Portes’ problem isn’t with the fact that the TFP tried to do something but heroically failed. As he says, if government intervention is always so tame as to be successful we’ll never try anything ambitious and learn from the mistakes. No, what he’s concerned about is the duplicity of politicians in never admitting that such a programme might not be the best thing since sliced bread: no nuance was allowed the cloud the impression that, indeed, 120,000 families had had their lives changed massively and permanently. This is how Portes summarises it:

‘… the key point here – and the indictment of politicians and civil servants – is not that the TFP didn’t achieve what it set out to do. That’s unfortunate of course… [but] If new programmes never failed to deliver the promised results, that would show government was not taking enough risks. That is should not be the issue. Indeed, many social policy experts thought that the basic principles underlying the programme made a lot of sense.   The point is that it was the government’s deliberate misrepresentation of the data and statistics that led to badly formulated targets, which in turn translated into a funding model that could have been designed to waste money.’

He blames not only government ministers for this, but also Louise Casey who runs the programme. He quotes her as saying, “If No 10 says bloody ‘evidence-based policy’ to me one more time, I’ll deck them”.

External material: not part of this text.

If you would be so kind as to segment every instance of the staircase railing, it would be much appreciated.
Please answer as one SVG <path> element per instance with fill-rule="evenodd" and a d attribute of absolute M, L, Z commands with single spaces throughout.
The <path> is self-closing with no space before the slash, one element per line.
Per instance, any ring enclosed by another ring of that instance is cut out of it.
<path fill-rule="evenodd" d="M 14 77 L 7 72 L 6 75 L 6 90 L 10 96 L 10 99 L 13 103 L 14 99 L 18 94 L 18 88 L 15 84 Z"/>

As it happens, Casey had her chance to get back at Portes on Wednesday when she and two other civil servants were grilled by the Public Accounts Committee. Listening to the proceedings gives an interesting glimpse of central government policy-making. Casey says Portes has misrepresented the evidence. Her argument seems to be that while they have piles of data that show (for example) the families’ school attendance is better and they’re resulting in fewer police call-outs, much of this doesn’t show up in the part of the evaluation on which Portes bases his case. However, it’s a little difficult for even the forceful Dame Louise to sound convincing when the key finding of the department’s published report is ‘the lack of evidence that [the scheme] has had an impact on the outcomes that it seeks to affect for families’.
Listening to the PAC discussion suggests an important reason why this happened. One of the original models was the Dundee Families Project, and indeed someone from it assisted the DCLG team. But that project invested £10,000 per family over a long term, at a time when local services were, if anything, growing rather than being cut. The Troubled Families Programme spent £4,000 per family and it coincided with other services being decimated. Phase 2 of the project, we are told, will have to manage on less than £2,000 per family.
Behind the hype there are real issues here and I guess Louise Casey knows this as well as anyone: where families do have multiple problems, they are going to need a range of co-ordinated interventions stretching over a significant period of time. Aiming to ‘turn them round’ in a couple of years or less can easily be a facile exercise. Whether wittingly or otherwise, the TFP has colluded with ministers (and here Eric Pickles must be identified, along with David Cameron) who wanted to apply a relatively cheap sticking plaster to a problem while continuing to disable the services like Surestart, Schools for the Future and, of course, genuinely affordable rented housing, that are really essential in tackling these issues. It’s difficult, if not impossible, for civil servants to point this out in a hostile political environment. You can understand them – and desperate local authorities – clutching at straws. But this shouldn’t let government off the hook, and that’s why Jonathan Portes’ views, however bluntly expressed, are very important.